Principal Investigator
Head of Retinal Phenotyping Facility
Other positions:
Professor of Medical Genetics, Department of Advanced Biomedicine, University of Naples "Federico II", Italy
Alberto Auricchio, MD is Professor of Medical Genetics at the Department of Advanced Biomedicine, University in Naples “Federico II”, and Scientific Director of Telethon Institute of Genetics and Medicine (TIGEM) in Pozzuoli (NA), Italy. His research is focused on gene therapy of retinal and metabolic diseases using adeno-associated viral vectors.
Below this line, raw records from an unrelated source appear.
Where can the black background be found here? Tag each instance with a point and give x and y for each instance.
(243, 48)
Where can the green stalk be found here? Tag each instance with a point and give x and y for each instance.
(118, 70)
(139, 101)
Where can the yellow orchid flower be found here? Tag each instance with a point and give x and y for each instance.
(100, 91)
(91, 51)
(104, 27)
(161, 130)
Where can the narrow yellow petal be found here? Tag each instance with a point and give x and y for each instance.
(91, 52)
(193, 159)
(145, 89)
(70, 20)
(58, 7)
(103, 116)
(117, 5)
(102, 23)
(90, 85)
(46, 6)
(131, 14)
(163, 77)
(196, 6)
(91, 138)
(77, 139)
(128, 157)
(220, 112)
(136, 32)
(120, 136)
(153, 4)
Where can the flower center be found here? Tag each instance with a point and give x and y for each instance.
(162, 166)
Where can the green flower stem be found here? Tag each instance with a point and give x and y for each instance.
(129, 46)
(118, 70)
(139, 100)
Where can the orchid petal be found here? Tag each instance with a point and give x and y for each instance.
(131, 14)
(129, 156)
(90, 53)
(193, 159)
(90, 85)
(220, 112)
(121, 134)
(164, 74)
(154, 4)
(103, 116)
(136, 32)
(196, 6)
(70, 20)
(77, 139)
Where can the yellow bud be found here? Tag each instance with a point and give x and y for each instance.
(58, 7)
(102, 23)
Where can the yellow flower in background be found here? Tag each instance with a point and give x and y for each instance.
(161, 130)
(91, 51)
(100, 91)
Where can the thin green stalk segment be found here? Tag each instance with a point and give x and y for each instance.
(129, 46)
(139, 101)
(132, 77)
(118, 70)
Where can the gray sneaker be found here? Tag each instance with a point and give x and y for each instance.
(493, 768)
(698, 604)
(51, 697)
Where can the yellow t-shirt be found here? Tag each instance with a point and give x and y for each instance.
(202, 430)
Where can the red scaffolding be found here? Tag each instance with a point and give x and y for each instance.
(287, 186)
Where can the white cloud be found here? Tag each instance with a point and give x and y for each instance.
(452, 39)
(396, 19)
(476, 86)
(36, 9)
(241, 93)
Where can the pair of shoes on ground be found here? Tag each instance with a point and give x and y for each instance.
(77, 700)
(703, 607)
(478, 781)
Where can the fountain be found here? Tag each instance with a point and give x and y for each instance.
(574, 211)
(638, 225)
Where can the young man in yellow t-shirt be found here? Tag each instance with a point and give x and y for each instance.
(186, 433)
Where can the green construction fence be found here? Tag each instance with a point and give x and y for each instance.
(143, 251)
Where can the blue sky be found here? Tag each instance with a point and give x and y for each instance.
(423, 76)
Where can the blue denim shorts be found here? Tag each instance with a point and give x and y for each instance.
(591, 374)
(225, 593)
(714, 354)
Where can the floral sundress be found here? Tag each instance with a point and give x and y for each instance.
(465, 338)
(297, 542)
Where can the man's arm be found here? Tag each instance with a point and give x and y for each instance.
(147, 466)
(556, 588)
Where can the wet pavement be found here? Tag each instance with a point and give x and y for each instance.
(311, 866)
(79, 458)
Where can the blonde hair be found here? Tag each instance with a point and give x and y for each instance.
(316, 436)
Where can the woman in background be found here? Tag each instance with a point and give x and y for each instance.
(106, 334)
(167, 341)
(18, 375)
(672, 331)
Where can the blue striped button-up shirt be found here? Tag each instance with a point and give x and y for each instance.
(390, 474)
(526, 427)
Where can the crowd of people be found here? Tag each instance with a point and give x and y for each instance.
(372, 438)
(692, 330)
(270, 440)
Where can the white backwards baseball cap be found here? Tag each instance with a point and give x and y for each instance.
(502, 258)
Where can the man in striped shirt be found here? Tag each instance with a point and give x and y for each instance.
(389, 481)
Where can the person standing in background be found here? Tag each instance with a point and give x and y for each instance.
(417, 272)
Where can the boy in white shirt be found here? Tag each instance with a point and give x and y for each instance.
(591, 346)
His group has contributed to the phase I/II clinical trial of Luxturna, the first approved gene therapy drug for an ocular disease, and to the development of gene therapy for mucopolysaccharidosis VI in an ongoing phase I/II trial.
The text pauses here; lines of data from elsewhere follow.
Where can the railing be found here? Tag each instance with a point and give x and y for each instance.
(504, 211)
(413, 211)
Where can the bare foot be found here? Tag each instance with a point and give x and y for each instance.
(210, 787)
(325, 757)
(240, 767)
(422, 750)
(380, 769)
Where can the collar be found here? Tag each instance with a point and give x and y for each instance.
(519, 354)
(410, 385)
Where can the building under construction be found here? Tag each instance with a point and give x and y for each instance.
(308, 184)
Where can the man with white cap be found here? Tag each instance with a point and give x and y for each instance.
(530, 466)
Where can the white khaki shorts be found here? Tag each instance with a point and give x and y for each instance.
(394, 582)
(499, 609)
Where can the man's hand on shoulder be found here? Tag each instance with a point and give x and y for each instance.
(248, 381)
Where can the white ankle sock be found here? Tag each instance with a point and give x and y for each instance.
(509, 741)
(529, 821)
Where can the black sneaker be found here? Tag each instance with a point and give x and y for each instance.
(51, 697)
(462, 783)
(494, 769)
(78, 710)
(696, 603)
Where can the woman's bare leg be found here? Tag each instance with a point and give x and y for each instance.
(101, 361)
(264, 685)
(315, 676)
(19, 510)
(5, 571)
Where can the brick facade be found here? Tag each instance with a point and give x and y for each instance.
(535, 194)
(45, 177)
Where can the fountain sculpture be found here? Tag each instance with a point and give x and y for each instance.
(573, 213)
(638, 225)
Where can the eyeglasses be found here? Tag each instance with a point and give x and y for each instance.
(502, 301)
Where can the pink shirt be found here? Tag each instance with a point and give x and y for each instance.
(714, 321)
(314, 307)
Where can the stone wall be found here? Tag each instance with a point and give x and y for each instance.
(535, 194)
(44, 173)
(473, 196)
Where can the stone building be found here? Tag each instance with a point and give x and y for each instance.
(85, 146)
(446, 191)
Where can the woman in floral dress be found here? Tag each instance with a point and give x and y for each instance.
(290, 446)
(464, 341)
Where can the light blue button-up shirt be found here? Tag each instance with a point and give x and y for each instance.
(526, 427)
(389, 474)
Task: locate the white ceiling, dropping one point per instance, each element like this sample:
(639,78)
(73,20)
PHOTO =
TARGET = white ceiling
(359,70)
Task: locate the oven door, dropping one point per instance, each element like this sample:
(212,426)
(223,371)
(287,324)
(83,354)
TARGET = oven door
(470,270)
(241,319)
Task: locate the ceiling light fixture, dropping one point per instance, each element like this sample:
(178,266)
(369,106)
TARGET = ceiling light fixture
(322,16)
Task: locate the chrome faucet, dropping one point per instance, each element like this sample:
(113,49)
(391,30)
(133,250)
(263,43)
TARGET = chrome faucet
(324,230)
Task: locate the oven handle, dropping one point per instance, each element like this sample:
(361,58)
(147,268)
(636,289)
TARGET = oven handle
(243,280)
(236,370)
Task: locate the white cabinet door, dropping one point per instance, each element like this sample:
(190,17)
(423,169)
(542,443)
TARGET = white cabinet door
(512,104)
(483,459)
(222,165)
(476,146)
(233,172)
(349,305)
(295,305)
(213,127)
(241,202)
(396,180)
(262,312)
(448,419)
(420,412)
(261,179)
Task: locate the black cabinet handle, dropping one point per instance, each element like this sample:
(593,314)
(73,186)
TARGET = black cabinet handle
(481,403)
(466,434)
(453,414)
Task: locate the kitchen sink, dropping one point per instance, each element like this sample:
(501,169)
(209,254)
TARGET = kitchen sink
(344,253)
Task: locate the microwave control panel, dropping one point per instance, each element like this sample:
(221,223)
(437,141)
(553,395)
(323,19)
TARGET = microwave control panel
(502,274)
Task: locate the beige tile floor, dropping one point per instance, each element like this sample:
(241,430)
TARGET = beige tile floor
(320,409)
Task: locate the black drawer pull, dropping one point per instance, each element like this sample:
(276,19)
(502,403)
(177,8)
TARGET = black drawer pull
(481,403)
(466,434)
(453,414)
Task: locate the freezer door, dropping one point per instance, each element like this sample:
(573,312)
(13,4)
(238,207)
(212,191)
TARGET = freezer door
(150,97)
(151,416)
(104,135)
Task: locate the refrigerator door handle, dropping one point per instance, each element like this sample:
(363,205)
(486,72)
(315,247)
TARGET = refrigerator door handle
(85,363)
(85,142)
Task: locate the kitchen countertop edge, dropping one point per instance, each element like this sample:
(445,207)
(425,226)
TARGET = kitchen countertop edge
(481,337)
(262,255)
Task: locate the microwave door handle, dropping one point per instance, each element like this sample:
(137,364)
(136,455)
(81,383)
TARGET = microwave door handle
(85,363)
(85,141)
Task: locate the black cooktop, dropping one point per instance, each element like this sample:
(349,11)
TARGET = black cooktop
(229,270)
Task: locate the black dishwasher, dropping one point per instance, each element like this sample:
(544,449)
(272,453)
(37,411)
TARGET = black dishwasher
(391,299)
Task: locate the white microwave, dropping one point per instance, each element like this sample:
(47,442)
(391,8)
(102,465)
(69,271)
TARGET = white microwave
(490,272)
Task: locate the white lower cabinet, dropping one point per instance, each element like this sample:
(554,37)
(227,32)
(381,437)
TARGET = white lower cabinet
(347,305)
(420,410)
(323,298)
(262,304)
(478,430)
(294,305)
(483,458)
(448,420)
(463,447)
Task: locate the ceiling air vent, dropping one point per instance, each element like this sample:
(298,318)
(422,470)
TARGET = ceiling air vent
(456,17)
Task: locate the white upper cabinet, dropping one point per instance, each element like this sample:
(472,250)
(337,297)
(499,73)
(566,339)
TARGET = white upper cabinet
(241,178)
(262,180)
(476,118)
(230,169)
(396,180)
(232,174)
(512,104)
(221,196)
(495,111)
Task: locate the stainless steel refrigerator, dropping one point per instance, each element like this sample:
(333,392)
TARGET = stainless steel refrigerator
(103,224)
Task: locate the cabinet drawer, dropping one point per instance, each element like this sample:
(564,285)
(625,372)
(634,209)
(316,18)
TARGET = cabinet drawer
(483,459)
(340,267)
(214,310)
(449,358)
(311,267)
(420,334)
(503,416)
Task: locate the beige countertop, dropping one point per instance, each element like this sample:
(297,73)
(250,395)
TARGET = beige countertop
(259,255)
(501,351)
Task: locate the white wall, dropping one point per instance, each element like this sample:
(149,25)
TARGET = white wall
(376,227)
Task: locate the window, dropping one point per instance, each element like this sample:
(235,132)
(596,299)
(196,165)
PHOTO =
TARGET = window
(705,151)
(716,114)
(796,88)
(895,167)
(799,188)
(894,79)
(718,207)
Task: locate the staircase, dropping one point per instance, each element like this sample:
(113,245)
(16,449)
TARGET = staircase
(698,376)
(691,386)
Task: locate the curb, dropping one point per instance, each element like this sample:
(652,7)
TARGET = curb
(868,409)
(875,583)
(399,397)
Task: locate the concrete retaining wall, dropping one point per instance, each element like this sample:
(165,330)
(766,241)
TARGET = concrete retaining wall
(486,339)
Prof. Auricchio is co-author of more than 150 peer-reviewed publications in international scientific journals and inventor of several international patents on the use of viral vectors for gene therapy. Prof. Auricchio is founder, shareholder and consultant of InnovaVector, a CMO for production of AAV vectors, and AAVantgarde Bio, a spin-off interested in developing novel gene therapies for blindness. He is a member on the editorial boards of various journals and of the Executive Board of the European Society of Cell and Gene Therapy.
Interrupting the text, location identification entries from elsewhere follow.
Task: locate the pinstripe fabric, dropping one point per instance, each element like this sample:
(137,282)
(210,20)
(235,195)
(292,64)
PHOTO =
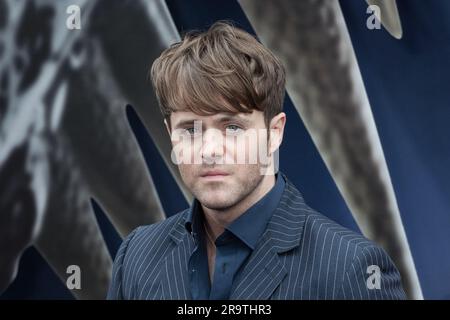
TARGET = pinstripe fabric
(301,255)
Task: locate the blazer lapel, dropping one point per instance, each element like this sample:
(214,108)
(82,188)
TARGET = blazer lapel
(261,275)
(265,271)
(174,273)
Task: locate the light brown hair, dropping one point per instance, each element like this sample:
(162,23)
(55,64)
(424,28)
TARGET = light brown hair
(224,69)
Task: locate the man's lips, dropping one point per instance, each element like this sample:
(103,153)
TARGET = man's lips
(214,173)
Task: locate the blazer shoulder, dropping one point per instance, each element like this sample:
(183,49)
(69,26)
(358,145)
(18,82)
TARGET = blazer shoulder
(355,258)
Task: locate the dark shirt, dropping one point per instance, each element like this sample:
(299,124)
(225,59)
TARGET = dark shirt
(233,246)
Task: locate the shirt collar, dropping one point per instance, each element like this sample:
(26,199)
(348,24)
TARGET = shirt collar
(249,226)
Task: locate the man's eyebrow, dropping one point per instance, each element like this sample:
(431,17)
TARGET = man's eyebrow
(233,117)
(184,123)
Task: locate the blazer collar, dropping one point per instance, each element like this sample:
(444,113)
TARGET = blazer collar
(263,271)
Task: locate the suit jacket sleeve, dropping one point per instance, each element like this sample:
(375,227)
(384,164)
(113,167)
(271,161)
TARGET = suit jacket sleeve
(372,275)
(115,291)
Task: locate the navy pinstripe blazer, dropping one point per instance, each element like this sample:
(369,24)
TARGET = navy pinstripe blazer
(301,255)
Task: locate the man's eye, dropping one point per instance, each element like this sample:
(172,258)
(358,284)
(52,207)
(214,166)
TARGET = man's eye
(232,128)
(191,131)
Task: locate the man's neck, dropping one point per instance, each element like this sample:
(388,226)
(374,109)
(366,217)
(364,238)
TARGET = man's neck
(218,220)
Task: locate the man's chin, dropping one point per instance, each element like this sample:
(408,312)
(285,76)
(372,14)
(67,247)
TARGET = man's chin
(217,202)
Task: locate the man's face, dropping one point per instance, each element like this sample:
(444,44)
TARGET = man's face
(221,157)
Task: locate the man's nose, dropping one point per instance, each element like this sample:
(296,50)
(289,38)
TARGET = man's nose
(212,146)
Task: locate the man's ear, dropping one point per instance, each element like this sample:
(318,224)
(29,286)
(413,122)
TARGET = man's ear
(276,128)
(167,126)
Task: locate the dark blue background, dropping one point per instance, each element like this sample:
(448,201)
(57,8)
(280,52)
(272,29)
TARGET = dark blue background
(409,89)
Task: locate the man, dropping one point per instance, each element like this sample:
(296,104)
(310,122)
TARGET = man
(248,234)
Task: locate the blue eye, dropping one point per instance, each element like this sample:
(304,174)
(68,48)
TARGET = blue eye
(232,128)
(191,131)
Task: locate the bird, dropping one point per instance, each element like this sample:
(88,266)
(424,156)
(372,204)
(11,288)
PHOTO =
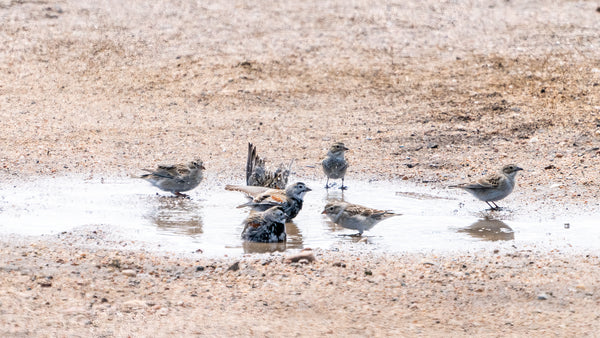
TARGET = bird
(258,175)
(354,216)
(493,187)
(334,164)
(262,198)
(176,178)
(267,226)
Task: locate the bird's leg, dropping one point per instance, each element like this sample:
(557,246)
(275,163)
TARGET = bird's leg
(343,187)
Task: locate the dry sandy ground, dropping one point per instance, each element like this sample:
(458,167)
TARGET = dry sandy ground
(427,91)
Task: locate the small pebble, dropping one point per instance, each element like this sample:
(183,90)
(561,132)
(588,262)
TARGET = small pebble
(129,273)
(234,267)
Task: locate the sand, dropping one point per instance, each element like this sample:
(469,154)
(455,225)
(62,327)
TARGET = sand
(428,92)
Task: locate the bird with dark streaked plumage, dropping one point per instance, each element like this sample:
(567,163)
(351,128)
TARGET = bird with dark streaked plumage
(335,164)
(493,187)
(354,216)
(258,175)
(291,199)
(267,226)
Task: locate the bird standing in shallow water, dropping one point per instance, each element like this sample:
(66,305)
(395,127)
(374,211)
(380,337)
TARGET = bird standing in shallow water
(258,175)
(176,178)
(267,226)
(354,216)
(493,187)
(334,164)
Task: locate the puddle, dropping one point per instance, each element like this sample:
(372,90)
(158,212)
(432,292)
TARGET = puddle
(131,210)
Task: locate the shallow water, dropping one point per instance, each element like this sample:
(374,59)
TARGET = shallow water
(131,210)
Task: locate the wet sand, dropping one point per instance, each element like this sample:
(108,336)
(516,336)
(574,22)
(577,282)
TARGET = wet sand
(427,92)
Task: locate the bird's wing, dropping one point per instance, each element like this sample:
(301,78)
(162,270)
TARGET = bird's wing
(249,190)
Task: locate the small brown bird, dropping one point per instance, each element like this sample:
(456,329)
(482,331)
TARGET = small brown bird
(290,199)
(493,187)
(267,226)
(335,165)
(176,178)
(354,216)
(258,175)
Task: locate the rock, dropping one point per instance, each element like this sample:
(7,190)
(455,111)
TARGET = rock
(234,267)
(304,254)
(133,304)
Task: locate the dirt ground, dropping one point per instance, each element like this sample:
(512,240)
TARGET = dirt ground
(424,91)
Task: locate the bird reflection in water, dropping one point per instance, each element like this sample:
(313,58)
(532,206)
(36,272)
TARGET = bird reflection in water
(177,216)
(294,241)
(489,229)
Prof. Auricchio has received the Outstanding New Investigator Award of the American Society of Gene Therapy and the International Prize for Scientific Research “Arrigo Recordati”. Prof. Auricchio is a multi-grantee of the European Research Council.
Gene therapy and genome editing in the retina
Inherited retinal diseases (IRD) are a major cause of blindness worldwide mostly due to mutations in genes expressed in retinal photoreceptor cells (PR). Recently, our lab has contributed the development of safe and effective gene therapy using adeno-associated viral vectors (AAV). This has led to the approval of the first gene therapy product for an ocular disease (Luxturna) which treats patients with a rare form of inherited childhood blindness. However, several genes expressed in PR and involved in IRD are larger in size than the carrying capacities of AAV vectors. Our goal is to overcome the challenge of transferring large genes to PR in order to develop therapies for common IRDs. Retinal gene therapy has limited applicability in the treatment of dominant IRDs. This is because these diseases are due to gain-of-function mutations for which traditional gene replacement is ineffective. We are evaluating several AAV- and CRISPR-Cas9- based approaches that allow simultaneous blocking of the mutant allele and replacement with a wild type copy. The results from these projects may provide novel treatment options for common severe blinding conditions.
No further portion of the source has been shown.